The False Claims Amendments Act of 2021 (S.2428) clarifies the current law following confusion and misinterpretation of the Supreme Court decision in United Health Services v. United States ex rel. Escobar, which has made it all too easy for fraudsters to argue that their obvious fraud was not material simply because the government continued payment. It also ensures that anti-retaliation provisions from the False Claims Act apply to post-employment retaliation and makes fraudsters liable for reimbursing the government for costs associated with a burdensome discovery process. The bill is cosponsored by Sens. Patrick Leahy (D-Vt.), John Kennedy (R-La.), Dick Durbin (D-Ill.), and Roger Wicker (R-Miss.).
Full text of the False Claims Act Amendments of 2021 can be found HERE. A summary of the legislation can be found HERE. The bill is endorsed by Taxpayers Against Fraud, the National Whistleblower Center, the Project on Government Oversight and the Government Accountability Project.

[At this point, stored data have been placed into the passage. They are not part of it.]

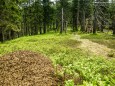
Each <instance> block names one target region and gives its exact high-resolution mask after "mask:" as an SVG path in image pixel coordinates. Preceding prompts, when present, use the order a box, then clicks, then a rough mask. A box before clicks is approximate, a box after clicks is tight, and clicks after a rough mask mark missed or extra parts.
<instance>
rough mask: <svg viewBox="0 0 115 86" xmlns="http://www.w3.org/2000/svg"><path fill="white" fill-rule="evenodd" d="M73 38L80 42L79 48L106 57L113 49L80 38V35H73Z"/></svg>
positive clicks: (77, 34) (80, 37)
mask: <svg viewBox="0 0 115 86" xmlns="http://www.w3.org/2000/svg"><path fill="white" fill-rule="evenodd" d="M74 39H77V40H78V41H80V42H81V45H80V46H79V48H81V49H84V50H86V51H88V52H92V53H93V54H95V55H98V56H104V57H108V54H109V53H110V52H111V51H113V49H110V48H108V47H107V46H105V45H101V44H98V43H95V42H92V41H90V40H89V39H81V37H80V35H78V34H76V35H74Z"/></svg>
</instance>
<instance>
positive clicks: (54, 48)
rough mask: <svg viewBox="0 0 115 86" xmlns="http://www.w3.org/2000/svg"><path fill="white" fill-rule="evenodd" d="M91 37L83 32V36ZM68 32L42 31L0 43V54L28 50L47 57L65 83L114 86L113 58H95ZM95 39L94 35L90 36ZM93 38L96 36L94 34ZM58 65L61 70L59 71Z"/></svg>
mask: <svg viewBox="0 0 115 86" xmlns="http://www.w3.org/2000/svg"><path fill="white" fill-rule="evenodd" d="M86 36H87V37H90V35H83V36H82V38H84V37H85V38H86ZM71 37H72V35H70V34H66V35H65V34H63V35H59V34H44V35H36V36H28V37H21V38H18V39H15V40H11V41H7V42H4V43H0V55H1V56H2V55H4V54H7V53H9V52H13V51H17V50H31V51H35V52H39V53H42V54H43V55H45V56H47V57H49V58H50V59H51V60H52V62H53V65H54V68H55V74H56V76H58V77H59V78H60V79H63V80H64V81H65V86H74V85H75V84H76V85H80V86H114V85H115V60H114V59H109V60H108V59H105V58H103V57H97V56H95V55H92V54H91V53H90V52H86V51H84V50H82V49H80V48H78V46H79V44H80V42H79V41H77V40H74V39H71ZM91 37H93V38H95V35H94V36H93V35H92V36H91ZM96 38H98V36H97V35H96ZM99 38H100V36H99ZM100 40H101V39H100ZM58 66H60V67H61V68H60V70H58Z"/></svg>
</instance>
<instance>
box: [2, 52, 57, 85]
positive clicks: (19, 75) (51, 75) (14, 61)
mask: <svg viewBox="0 0 115 86" xmlns="http://www.w3.org/2000/svg"><path fill="white" fill-rule="evenodd" d="M56 80H57V79H56V77H55V76H54V68H53V65H52V62H51V61H50V59H48V58H47V57H44V56H42V55H40V54H38V53H35V52H31V51H16V52H13V53H10V54H7V55H4V56H2V57H0V86H19V85H20V86H56V85H57V82H56Z"/></svg>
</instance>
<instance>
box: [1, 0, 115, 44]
mask: <svg viewBox="0 0 115 86" xmlns="http://www.w3.org/2000/svg"><path fill="white" fill-rule="evenodd" d="M114 8H115V0H55V1H50V0H0V41H1V42H3V41H5V40H10V39H14V38H18V37H21V36H29V35H37V34H45V33H47V32H49V31H54V32H60V33H66V31H67V28H68V27H71V28H72V29H71V31H74V32H76V31H82V32H87V33H94V34H95V33H96V31H101V32H104V30H105V29H106V30H112V32H113V34H115V9H114Z"/></svg>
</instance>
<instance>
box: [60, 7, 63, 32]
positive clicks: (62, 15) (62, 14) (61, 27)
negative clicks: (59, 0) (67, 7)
mask: <svg viewBox="0 0 115 86" xmlns="http://www.w3.org/2000/svg"><path fill="white" fill-rule="evenodd" d="M62 32H63V8H62V18H61V29H60V33H61V34H62Z"/></svg>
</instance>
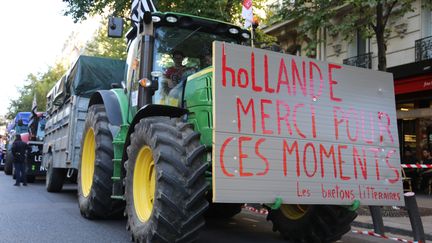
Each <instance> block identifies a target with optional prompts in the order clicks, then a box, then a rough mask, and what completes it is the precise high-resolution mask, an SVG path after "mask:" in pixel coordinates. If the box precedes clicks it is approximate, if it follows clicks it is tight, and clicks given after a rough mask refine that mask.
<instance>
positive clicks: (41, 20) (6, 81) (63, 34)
mask: <svg viewBox="0 0 432 243" xmlns="http://www.w3.org/2000/svg"><path fill="white" fill-rule="evenodd" d="M65 9H66V4H65V3H64V2H63V1H62V0H38V1H35V0H20V1H1V2H0V16H1V27H0V55H1V56H2V58H1V59H0V115H5V114H6V113H7V111H8V110H7V108H8V106H9V103H10V100H11V99H13V98H17V97H19V94H18V92H17V87H22V86H23V85H24V83H25V82H24V81H25V80H26V77H27V75H28V74H30V73H38V72H45V71H47V70H48V66H53V65H54V63H55V61H56V59H58V58H60V54H61V52H62V49H63V46H64V44H65V41H66V40H67V39H68V37H69V35H70V34H71V33H72V32H73V31H87V32H88V28H89V26H88V25H85V24H74V22H73V20H72V18H71V17H69V16H64V15H63V12H64V10H65ZM91 33H93V32H91ZM90 36H91V35H90Z"/></svg>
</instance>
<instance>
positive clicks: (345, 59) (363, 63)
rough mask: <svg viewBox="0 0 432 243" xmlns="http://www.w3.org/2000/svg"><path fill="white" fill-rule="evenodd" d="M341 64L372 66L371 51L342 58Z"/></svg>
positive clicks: (352, 65) (358, 65) (357, 65)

Another group of senators, also led by Grassley, introduced the Administrative False Claims Act, which updates the law governing smaller, and potentially more frequent, instances of fraud committed against the government. The legislation raises the statutory ceiling on these types of claims from $150,000 to $1 million, expands the number of Justice Department officials who can review these claims and allows the government to recoup costs for investigating and prosecuting these frauds. The bill is cosponsored by Sens. Dick Durbin (D-Ill.) and Maggie Hassan (D-N.H.).
Full text of the Administrative False Claims Act can be found HERE. A summary of the legislation can be found HERE. The bill is endorsed by several government accountability groups, including Empower Oversight, Government Accountability Project, National Security Counselors, National Whistleblower Center, Project on Government Oversight, Public Employees for Environmental Responsibility and Whistleblowers of America.
In 1986, Grassley led the successful effort to update the False Claims Act, which allows the government to recover taxpayer dollars from entities that defrauded federal agencies. A key provision in that update, known as qui tam, allows whistleblowers to bring suites against alleged fraudsters on behalf of the government and share in any recoveries. That provision is credited with more than two-thirds of all False Claims Act recoveries since 1987.
In January, the Justice Department announced the successful recovery of over $2.2 billion through False Claims Act cases that would have otherwise been lost to fraud in FY2020. More $1.6 billion of those claims were recovered through Grassley’s qui tam provisions. A total of more than $64 billion in taxpayer money has been recovered since the 1986 update to the law.